Edit: I don't know if this gets you any closer to the answer, but Chris Stratton raised an interesting point about summing the accelerometer vectors. Is it possible to track the orientation of the device accurately enough to have a reliable orientation-independent gravity vector? Can you keep that out of your vector sum? Can that provide a useful acceleration along a useful orientation-independent vector? If so, then tracking the duration of the acceleration will get you an average speed for that duration and a final speed for the end of acceleration. Absent acceleration, the speed will remain constant. Putting that all together might pile inaccuracy on top of inaccuracy to the point of uselessness.
If the subway line has cellular service (some that were going to had it turned off on security concerns) you might be able to do something with network location.
You could use the accelerometer to try to detect and count station stops - but trains stop in between stations from time to time due to delays ahead. Also battery life would be reduced. EDIT: realized you won't be able to tell acceleration from deceleration as you have no idea of orientation (unless you find the compass sensor workable in that environment) - you could only see that the vector sum of the three accelerometers was greater than gravity for a period of seconds.
You could try to use the microphone to detect the sounds of train motors and brakes (some are extremely characteristic) but that has the same problem with battery life and unscheduled stops between stations. Not to mention scheduled stations bypassed for repair work.
Perhaps you should give the user a scrollable list of stations marking the journey and let them keep track.
Both of those sound like poor solutions. You almost certainly won't get a GPS trace in a subway. And the 2nd way sounds like it will be inaccurate enough to make the app useless.
Read carefully Falmarri's answer. He's completely right, although he didn't give you an answer. Let me try then...

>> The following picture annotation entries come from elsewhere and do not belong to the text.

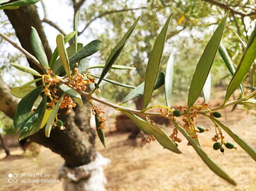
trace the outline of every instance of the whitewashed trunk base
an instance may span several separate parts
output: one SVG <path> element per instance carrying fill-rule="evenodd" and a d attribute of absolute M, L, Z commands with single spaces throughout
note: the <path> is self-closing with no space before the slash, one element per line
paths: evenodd
<path fill-rule="evenodd" d="M 102 166 L 111 162 L 97 153 L 95 160 L 87 164 L 70 168 L 64 164 L 59 170 L 59 179 L 63 179 L 65 191 L 105 191 L 107 179 Z"/>

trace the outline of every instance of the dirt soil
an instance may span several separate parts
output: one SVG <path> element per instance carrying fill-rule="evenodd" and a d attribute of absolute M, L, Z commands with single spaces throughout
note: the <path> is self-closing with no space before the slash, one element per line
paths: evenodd
<path fill-rule="evenodd" d="M 179 119 L 181 120 L 181 119 Z M 255 117 L 245 111 L 228 113 L 221 119 L 239 136 L 256 149 Z M 197 124 L 211 130 L 199 135 L 201 146 L 237 182 L 232 186 L 216 175 L 197 154 L 193 148 L 182 139 L 177 154 L 163 149 L 158 142 L 144 146 L 140 141 L 127 139 L 129 133 L 111 133 L 106 137 L 105 149 L 97 139 L 97 149 L 112 163 L 104 168 L 108 191 L 256 191 L 256 163 L 241 149 L 226 149 L 225 154 L 214 151 L 211 138 L 214 135 L 213 124 L 205 118 Z M 173 126 L 168 127 L 171 133 Z M 232 141 L 225 135 L 227 141 Z M 9 173 L 49 173 L 50 178 L 57 178 L 58 169 L 63 160 L 49 149 L 41 147 L 37 159 L 25 157 L 17 147 L 11 148 L 13 156 L 4 158 L 0 151 L 0 190 L 61 191 L 59 183 L 9 183 Z"/>

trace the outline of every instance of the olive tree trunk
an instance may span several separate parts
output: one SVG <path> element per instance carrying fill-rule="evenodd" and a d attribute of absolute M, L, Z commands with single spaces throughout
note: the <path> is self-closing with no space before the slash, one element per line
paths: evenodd
<path fill-rule="evenodd" d="M 52 51 L 36 6 L 32 5 L 21 7 L 17 10 L 6 10 L 4 11 L 15 31 L 21 45 L 33 55 L 30 43 L 31 27 L 37 30 L 50 61 Z M 29 60 L 28 61 L 32 68 L 41 72 L 33 63 Z M 1 82 L 3 83 L 0 80 L 0 83 Z M 0 97 L 0 109 L 13 118 L 18 99 L 11 95 L 9 88 L 6 85 L 0 86 L 0 95 L 3 95 L 3 96 Z M 65 163 L 60 170 L 59 177 L 64 178 L 63 187 L 65 190 L 104 190 L 103 185 L 105 178 L 101 166 L 107 164 L 109 161 L 96 151 L 96 131 L 90 125 L 91 110 L 88 101 L 83 98 L 83 108 L 77 105 L 69 115 L 66 114 L 65 110 L 60 110 L 58 118 L 63 122 L 66 127 L 64 130 L 55 128 L 51 131 L 50 137 L 47 138 L 43 128 L 29 138 L 31 141 L 49 148 L 64 159 Z M 94 168 L 89 168 L 90 170 L 87 169 L 87 169 L 88 165 L 90 167 L 92 164 Z M 71 178 L 70 175 L 74 172 L 77 177 L 73 176 Z M 74 177 L 76 180 L 72 180 Z"/>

If the routes have no many curves, it will be easier: you just have to hardcode the latitude and longitude of each station, and then, calculating the position of the user will be straightforward (just a little of math and that's it). If the routes have curves, then you have more work to do but it's basically the same.
You will probably want to use a way to know the distance between the current location and the station location. You could use some of the existing algorithms, for instance the Haversine formula.